La différence entre un groupe d’étudiants de la Kabbale et une secte

Question : Quelle est la différence entre un groupe d’étudiants de la Kabbale composé de dix personnes et une secte dont le but est d’exploiter ses membres ?
Réponse : Un groupe d’étudiants de la Kabbale est basé sur l’amour pur absolu et dans un tel groupe vous n’obéissez pas à ceux qui le dirigent, mais uniquement à son but spirituel. Par conséquent, il appartient à une personne d’intégrer le groupe ou pas.Dans une secte d’autre part, il y a beaucoup de conditions ; elle est très limitée et fermée, possède son idéologie distincte, et plus on se rapproche du centre de la secte, plus il devient d’avantage caché. Une secte a également des rituels typiques tels que des prières, des méditations, etc. Ces choses-là ne font pas partie de l’étude de la sagesse de la Kabbale.Un groupe de kabbalistes n’est pas fermé. Il est basé sur le principe de l’amour mutuel, l’honnêteté, la cordialité, l’inclusion mutuelle et l’entraide selon les principes des kabbalistes et selon les sources qui sont étudiées. Le seul rituel qu’il encourage est de partager un repas.

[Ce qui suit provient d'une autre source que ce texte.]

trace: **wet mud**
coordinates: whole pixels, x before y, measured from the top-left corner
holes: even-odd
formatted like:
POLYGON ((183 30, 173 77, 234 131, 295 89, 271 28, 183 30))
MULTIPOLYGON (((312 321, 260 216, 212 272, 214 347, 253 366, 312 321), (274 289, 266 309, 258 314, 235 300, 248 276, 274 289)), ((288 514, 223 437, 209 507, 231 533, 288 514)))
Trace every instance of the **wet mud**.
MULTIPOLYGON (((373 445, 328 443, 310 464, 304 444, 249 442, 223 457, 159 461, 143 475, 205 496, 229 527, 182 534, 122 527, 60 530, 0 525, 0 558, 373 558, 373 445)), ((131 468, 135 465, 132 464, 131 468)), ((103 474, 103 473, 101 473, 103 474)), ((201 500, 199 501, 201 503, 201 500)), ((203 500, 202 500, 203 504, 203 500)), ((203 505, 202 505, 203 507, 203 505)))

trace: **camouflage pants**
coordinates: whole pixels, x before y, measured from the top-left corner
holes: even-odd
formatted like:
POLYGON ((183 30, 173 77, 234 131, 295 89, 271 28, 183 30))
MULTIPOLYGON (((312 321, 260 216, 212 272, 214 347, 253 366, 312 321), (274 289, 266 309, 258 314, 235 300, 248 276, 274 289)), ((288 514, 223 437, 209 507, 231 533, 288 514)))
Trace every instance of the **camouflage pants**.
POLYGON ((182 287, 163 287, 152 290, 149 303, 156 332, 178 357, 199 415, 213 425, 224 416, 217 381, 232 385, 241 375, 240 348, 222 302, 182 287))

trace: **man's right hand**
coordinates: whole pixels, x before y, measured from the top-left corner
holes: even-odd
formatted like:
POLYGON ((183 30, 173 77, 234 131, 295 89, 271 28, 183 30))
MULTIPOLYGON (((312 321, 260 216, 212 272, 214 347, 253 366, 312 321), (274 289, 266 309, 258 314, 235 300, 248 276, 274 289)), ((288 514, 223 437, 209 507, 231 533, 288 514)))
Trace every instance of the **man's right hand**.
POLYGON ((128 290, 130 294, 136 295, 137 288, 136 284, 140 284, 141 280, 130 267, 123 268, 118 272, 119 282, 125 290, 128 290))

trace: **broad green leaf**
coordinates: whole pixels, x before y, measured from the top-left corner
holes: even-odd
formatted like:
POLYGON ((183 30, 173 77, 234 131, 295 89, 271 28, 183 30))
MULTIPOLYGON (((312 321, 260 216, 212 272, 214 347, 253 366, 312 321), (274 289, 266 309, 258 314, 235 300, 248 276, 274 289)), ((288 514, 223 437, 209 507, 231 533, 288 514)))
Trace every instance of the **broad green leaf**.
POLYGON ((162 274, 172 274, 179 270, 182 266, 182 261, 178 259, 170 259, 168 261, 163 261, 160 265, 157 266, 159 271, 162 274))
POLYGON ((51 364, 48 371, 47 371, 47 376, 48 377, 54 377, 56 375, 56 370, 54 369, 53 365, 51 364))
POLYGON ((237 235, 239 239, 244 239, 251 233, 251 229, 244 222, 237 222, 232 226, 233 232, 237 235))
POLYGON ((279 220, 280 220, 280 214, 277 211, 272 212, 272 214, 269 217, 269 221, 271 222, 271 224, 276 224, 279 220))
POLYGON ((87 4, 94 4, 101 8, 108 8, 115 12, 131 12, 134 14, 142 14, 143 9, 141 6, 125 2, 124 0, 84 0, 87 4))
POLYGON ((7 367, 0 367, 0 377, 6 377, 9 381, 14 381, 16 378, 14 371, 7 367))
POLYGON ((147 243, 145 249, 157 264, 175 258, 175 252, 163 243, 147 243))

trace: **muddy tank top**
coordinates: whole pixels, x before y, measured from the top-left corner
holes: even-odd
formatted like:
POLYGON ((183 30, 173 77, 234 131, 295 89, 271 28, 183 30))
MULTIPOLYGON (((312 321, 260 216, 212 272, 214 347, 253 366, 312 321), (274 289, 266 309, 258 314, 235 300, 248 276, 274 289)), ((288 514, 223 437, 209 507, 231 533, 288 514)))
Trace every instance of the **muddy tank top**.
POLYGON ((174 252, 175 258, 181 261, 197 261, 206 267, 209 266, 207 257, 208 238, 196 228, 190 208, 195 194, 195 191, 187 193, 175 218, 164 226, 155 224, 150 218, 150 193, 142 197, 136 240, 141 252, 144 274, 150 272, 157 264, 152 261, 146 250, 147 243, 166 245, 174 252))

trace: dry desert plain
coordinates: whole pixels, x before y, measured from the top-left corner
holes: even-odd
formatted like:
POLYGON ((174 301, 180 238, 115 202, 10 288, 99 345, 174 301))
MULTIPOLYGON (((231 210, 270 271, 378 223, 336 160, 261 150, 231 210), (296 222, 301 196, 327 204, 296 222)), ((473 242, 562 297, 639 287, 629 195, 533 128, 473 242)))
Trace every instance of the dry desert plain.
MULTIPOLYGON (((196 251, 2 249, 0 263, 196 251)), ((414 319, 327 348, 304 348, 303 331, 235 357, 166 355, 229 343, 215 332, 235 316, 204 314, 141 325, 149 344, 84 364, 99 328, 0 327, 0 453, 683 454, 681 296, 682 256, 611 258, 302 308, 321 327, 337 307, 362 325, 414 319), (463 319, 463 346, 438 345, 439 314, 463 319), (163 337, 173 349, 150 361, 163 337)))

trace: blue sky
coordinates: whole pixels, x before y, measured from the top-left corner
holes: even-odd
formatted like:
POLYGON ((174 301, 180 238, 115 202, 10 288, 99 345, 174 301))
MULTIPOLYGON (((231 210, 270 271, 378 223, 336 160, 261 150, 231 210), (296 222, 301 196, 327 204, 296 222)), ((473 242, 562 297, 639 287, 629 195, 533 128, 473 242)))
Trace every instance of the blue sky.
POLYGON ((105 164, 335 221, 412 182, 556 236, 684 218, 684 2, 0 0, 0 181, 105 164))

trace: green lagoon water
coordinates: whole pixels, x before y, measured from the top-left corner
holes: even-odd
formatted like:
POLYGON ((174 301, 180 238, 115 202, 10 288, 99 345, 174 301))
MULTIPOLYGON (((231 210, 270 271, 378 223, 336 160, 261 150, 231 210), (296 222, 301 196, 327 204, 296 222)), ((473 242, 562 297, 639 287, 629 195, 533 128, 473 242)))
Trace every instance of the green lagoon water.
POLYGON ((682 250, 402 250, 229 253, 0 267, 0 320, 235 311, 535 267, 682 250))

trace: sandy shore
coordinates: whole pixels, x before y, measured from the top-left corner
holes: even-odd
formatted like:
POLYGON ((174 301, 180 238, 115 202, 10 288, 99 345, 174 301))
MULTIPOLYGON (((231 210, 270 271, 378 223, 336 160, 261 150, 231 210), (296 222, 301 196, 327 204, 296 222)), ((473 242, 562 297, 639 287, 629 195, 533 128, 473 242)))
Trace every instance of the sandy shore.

Il n’y a pas de conditions quant à la religion, la race ou une nationalité. Une personne qui veut se joindre au groupe est acceptée et si elle veut partir, elle peut le faire. Tout est ouvert et gratuit, tous les documents pour l’étude sont disponibles sur Internet dans toutes les langues; il n’y a aucune barricade ou séparation.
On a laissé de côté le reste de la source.